There’s a third article, which is a very interesting read. It’s a self-critical article by George Monbiot on how his views on veganism being the most sustainable option are wrong. However, if you read this article you will see that it is based on an appeal to a future scenario that does not exist, and does not look likely to exist. This is a logical fallacy that I have named ‘an appeal to the future’, which in this case is a world where our meat producing society is entirely different. In the knowledge of the current state of our meat-producing society, these arguments do not hold up. This same idea is applied by conservation biologists and environmentalists the world over; we do not need everybody to reduce their meat consumption to zero in order to live in a sustainable world, so many individuals in the realm of environmentalism and conservation simply reduce their own personal intake. However, this is the same appeal to future fallacy, as we do not live in a world where many people are reducing their meat intake and subsequent environmental impact. In the knowledge of this, actors in conservation cannot aim to merely reduce meat consumption, but must act to cut out meat entirely to account for the millions of other people who will not act in any way. George Monbiot later readdressed his points, and reconverted back to the idea of cutting out animal products as much as possible.

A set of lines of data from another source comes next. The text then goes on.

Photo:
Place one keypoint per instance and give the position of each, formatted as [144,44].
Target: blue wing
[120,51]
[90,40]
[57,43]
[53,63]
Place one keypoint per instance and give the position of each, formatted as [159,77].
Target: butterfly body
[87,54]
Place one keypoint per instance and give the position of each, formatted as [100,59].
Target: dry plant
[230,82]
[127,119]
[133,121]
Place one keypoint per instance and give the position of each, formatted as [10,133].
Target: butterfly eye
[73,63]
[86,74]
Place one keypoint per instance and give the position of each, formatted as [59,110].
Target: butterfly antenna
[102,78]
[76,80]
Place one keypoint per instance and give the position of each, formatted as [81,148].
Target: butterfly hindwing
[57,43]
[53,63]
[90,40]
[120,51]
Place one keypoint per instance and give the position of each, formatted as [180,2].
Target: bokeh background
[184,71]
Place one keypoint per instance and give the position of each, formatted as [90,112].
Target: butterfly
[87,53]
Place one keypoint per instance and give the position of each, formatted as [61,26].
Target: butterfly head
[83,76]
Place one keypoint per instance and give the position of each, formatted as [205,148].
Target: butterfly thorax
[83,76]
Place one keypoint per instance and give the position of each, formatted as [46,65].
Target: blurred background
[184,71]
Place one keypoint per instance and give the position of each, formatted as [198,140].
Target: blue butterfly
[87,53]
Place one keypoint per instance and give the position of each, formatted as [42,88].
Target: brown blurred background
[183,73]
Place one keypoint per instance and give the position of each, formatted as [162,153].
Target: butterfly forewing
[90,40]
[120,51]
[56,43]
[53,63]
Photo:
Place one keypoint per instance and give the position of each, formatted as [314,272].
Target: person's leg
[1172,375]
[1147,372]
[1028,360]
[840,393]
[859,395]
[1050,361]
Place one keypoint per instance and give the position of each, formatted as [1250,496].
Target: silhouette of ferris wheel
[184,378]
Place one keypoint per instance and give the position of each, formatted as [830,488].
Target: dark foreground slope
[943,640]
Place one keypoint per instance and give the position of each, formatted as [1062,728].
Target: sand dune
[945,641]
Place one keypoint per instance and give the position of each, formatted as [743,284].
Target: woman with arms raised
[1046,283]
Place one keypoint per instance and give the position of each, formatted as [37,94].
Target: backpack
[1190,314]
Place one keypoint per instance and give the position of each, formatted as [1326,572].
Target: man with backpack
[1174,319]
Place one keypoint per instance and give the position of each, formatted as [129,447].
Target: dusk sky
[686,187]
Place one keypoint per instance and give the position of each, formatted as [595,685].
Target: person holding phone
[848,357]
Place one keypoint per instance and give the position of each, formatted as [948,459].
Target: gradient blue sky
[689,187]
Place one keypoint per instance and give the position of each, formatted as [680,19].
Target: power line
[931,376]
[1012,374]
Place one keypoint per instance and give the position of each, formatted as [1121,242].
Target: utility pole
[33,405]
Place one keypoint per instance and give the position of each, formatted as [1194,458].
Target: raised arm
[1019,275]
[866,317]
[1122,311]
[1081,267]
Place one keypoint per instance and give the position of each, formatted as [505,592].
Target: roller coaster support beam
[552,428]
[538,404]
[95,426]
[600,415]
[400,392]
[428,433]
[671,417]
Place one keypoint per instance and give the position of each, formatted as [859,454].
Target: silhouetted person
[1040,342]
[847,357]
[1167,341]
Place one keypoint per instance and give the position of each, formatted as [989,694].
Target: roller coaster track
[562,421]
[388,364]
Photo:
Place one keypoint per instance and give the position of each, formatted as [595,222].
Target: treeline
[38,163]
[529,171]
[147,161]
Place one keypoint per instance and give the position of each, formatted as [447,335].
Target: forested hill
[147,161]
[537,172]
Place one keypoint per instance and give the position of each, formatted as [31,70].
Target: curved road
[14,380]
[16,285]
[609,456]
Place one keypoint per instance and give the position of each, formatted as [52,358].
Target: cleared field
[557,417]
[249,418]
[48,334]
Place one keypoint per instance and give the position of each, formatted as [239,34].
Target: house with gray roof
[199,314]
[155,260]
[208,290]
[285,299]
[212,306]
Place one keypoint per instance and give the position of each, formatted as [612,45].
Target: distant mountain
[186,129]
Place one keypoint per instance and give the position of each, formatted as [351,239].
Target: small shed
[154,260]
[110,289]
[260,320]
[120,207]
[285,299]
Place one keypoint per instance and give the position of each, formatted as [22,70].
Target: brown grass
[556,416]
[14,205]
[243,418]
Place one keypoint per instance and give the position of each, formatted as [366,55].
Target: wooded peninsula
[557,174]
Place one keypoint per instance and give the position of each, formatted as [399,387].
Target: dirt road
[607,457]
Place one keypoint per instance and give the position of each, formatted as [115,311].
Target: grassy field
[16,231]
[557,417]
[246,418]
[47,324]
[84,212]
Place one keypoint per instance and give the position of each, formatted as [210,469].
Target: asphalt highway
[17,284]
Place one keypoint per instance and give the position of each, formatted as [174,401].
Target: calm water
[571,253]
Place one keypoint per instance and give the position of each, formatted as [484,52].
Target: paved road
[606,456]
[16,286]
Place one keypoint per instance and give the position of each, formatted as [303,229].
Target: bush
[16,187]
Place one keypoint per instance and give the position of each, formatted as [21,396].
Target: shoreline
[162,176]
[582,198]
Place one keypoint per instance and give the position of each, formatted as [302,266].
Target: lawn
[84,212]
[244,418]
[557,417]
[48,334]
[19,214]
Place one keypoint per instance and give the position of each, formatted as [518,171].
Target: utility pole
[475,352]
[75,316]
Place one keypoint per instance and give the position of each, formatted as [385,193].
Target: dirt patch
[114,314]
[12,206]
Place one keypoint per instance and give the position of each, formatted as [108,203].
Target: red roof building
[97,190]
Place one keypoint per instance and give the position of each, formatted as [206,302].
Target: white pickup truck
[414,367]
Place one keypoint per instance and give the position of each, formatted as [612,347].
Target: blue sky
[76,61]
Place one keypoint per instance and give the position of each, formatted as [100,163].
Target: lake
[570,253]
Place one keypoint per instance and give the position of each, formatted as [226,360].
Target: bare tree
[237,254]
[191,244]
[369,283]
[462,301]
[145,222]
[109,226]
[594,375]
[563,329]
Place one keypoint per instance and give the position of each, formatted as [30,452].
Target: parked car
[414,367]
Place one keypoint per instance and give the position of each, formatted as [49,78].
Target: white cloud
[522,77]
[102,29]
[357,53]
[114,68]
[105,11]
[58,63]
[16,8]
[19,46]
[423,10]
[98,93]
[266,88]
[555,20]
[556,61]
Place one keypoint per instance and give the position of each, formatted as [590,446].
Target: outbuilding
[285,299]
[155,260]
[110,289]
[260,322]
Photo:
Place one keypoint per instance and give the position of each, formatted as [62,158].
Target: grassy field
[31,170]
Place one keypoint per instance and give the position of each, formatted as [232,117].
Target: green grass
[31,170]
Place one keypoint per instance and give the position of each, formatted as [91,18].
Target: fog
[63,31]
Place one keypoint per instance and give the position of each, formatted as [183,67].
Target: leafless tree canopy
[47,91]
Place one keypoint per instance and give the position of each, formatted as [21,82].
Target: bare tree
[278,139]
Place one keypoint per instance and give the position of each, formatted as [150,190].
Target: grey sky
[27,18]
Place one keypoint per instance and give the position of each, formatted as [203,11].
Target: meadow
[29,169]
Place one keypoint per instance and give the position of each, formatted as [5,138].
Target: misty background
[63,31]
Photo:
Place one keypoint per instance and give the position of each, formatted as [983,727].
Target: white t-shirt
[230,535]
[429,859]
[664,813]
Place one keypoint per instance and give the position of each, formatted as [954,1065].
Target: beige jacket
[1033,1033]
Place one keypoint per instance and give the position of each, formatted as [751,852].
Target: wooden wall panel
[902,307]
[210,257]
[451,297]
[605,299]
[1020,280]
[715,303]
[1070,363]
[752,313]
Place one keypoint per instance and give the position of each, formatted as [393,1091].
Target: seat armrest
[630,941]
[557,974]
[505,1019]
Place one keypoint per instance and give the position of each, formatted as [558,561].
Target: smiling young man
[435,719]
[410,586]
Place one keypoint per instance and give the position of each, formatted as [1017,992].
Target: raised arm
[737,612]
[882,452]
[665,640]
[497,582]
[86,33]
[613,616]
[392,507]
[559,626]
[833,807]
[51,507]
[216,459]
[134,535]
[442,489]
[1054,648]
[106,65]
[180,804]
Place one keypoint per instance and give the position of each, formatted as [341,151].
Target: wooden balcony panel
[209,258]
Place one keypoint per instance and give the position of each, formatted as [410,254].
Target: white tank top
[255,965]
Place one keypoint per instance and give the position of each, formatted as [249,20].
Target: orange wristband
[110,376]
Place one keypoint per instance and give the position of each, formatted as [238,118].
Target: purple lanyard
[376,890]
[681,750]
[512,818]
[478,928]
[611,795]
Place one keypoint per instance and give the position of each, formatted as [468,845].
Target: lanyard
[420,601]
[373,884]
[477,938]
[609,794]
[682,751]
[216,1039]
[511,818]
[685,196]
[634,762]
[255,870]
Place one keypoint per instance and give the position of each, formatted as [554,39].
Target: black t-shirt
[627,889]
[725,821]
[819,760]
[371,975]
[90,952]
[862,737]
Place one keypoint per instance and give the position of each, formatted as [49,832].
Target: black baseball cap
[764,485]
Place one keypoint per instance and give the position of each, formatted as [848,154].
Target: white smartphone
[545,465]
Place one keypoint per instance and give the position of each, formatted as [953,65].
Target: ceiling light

From my own experience – working both with scientists and volunteers in the conservation/environmental sector – the number of vegetarians/vegans is surprisingly low. It is not just the direct effects of reduced emissions that come with a meat-free diet; It invokes conversation. People ask what your reasons are – the perfect chance to raise awareness on the environmental impact of our diets. This is important, as people simply don’t realise the positive impact that can be had by individuals. Another undeniable positive is the animal rights aspect of a meat-free diet. Many people work in conservation due to an inherent interest in animals, most of our initial intrigue into biology is drawn from a love for animals. What’s not to like about a diet that dissociates yourself from animal suffering?
It may seem from this article that I’ve been Vegan for years, but that very much isn’t the case. At the time of writing, I’ve been vegan for just 3 months. I’m letting you know this in the hope of reducing any self-righteous tone that may come across in the text of this article. I’ve been vegetarian for environmental reasons since I first discovered the impact of agriculture on climate change in 2008. It was only three months ago that I sat down with myself and realised that all my positive environmental arguments for being vegetarian also apply to veganism. I could no longer justify eating cheese (which I love the taste of) for the same reasons explained in this article that I could no longer justify eating meat (which I also love the taste of). I was a little scared of veganism too. In reality, it’s easy. So, so easy. That’s why I’m writing this article because being vegan is just as easy as reducing the amount of time you spend in the shower – only it has a positive environmental impact infinitely larger.
The main purpose of this article – the take home point – is simple. As conservationists and environmentalists, we spend our whole time asking people to reduce, to reduce, to reduce, and to reduce. But how we can ask others to change, how can we inspire environmental action when we are not willing to make the simplest change ourselves; moving to a meat-free diet. If we don’t, it is nothing short of hypocrisy.